The definition of the dirac delta is an object $\delta$ such that, for any (suitably well behaved) function $f$, $$\int_{a}^{b}\delta(x)f(x)dx $$ takes the value $f(0)$ if $a<0<b$, and $0$ otherwise. This isn't really a function, as there is provably no function $\delta: \mathbb{R} \to \mathbb{R}$ with this property. If it's not a function, then what the hell is it? Well, as the other answers point out, $\delta$ is formally defined as something called a distribution. However, it turns out you can manipulate $\delta$ as though it were a function, and in surprisingly many cases the sky does not fall on your head.
Fixing an $a \in \mathbb{R}$, it is then immediate from the definition that
$$\int_{c}^{d}\delta(x-a)f(x)dx=\int_{c}^{d}f(a)\delta(x-a)dx$$
for any choice of $c$ and $d$, because both sides are equal to $f(a)$ when $a \in [c,d]$, and $0$ otherwise.
It seems that what the question setter has done is then equate the integrands, and say that the objects $$f(x)\delta(x-a)=f(a)\delta(x-a)$$
are the same. In my opinion this is a strange thing to say, because it suggests that you are treating $\delta$ as though it were a real function, which it is not.
Remember that the $\delta$ ''function'' is not really a function (proper or “improper”) but a different mathematical object ( a distribution) that live always in the shade of an integral sign.
So, when we write an ''identity'' as: $$ f(x)\delta(x-a)= f(a)\delta(x-a) , $$ The meaning of this equations is that:
its two sides give equivalent results when used as factors in an integrand.
And this is easy verified using the definition $$ \int_{-\infty}^{+\infty}f(x)\delta(x)dx=f(0)$$ for $x-a=0$.
The only correct way to see it is from the distributional theory of the Delta function. Indeed, for a test function $\phi$, we have:
$$\langle \delta(x-a), \phi(x)\rangle = \langle \theta'(x-a), \phi(x)\rangle = - \langle \theta(x-a), \phi'(x)\rangle = -\int_{-\infty}^{+\infty}\phi'(x)\theta(x-a)\ \text{d}x$$
Now since we have a $\theta$, we know that that $\theta(x-a) = 1$ for $x-a\geq0$ and $0$ otherwise.

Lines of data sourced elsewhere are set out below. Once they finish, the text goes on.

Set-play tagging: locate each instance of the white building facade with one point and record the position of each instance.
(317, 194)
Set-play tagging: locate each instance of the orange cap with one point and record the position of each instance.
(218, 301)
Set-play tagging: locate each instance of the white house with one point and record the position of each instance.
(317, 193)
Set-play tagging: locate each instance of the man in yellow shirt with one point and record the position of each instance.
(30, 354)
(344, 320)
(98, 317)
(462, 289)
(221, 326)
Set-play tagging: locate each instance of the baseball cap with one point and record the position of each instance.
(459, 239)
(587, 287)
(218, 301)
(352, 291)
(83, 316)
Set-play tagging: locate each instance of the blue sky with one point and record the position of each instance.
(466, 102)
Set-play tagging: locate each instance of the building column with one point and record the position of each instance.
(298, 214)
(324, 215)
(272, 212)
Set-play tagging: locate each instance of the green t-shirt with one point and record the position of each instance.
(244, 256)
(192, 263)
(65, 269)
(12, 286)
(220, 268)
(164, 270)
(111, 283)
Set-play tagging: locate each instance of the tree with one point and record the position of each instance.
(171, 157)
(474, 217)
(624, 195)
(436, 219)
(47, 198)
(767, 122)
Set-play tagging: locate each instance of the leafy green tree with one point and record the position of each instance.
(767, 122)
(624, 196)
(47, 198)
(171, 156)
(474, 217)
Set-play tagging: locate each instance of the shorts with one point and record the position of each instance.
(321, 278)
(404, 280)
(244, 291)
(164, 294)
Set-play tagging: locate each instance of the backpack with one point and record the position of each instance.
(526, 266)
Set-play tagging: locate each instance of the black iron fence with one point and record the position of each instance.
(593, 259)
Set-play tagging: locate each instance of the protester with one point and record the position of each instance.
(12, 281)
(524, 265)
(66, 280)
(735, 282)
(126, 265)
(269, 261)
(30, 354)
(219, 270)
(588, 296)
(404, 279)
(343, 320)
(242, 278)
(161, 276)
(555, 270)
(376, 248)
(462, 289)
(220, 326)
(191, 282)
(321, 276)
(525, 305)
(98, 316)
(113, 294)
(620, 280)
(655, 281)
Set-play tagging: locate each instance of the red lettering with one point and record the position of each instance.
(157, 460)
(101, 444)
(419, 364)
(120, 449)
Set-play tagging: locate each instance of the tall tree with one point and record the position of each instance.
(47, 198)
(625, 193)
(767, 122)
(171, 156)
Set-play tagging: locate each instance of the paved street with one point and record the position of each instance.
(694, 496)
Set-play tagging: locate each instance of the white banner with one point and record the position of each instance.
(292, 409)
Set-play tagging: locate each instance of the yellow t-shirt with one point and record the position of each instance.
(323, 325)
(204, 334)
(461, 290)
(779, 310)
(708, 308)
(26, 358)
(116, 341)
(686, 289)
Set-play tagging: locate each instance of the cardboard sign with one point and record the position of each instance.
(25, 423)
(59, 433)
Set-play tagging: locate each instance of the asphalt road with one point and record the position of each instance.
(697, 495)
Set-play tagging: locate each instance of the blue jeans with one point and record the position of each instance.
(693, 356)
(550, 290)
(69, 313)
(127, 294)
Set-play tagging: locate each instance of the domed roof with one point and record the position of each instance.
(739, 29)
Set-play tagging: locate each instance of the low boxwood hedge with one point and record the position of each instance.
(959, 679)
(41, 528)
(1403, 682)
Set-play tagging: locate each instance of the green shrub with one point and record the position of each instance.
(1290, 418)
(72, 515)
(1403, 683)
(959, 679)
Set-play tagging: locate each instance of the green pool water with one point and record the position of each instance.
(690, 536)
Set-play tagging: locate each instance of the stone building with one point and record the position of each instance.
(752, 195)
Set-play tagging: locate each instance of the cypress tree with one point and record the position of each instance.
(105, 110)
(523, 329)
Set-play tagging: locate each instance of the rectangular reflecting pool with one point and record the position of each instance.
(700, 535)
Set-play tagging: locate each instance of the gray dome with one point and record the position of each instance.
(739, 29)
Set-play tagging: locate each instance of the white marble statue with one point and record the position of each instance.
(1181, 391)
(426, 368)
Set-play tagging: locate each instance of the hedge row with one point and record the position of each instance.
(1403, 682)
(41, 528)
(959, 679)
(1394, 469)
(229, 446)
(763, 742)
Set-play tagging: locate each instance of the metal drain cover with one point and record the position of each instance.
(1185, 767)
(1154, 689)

Hence the integral becomes
$$-\int_{a}^{+\infty}\phi'(x)\theta(x-a)\ \text{d}x = -\phi(x)\bigg|_{a}^{+\infty}$$
The test function $\phi$ goes to zero for $x\to \infty$ hence you remain with
$$\phi(a)$$
This shows you that the action of the $\delta(x-a)$ on a function $f(x)$ gives you
$$f(a)$$
Now the reason why the Dirac Delta remains, it's because the expression $f(x)\delta(x-a)$ makes sense only in the support of the Delta which is $x = a$, otherwise it's zero. To remark this, you write $f(x)\delta(x-a)$ because every other value for $x$ is meaningless.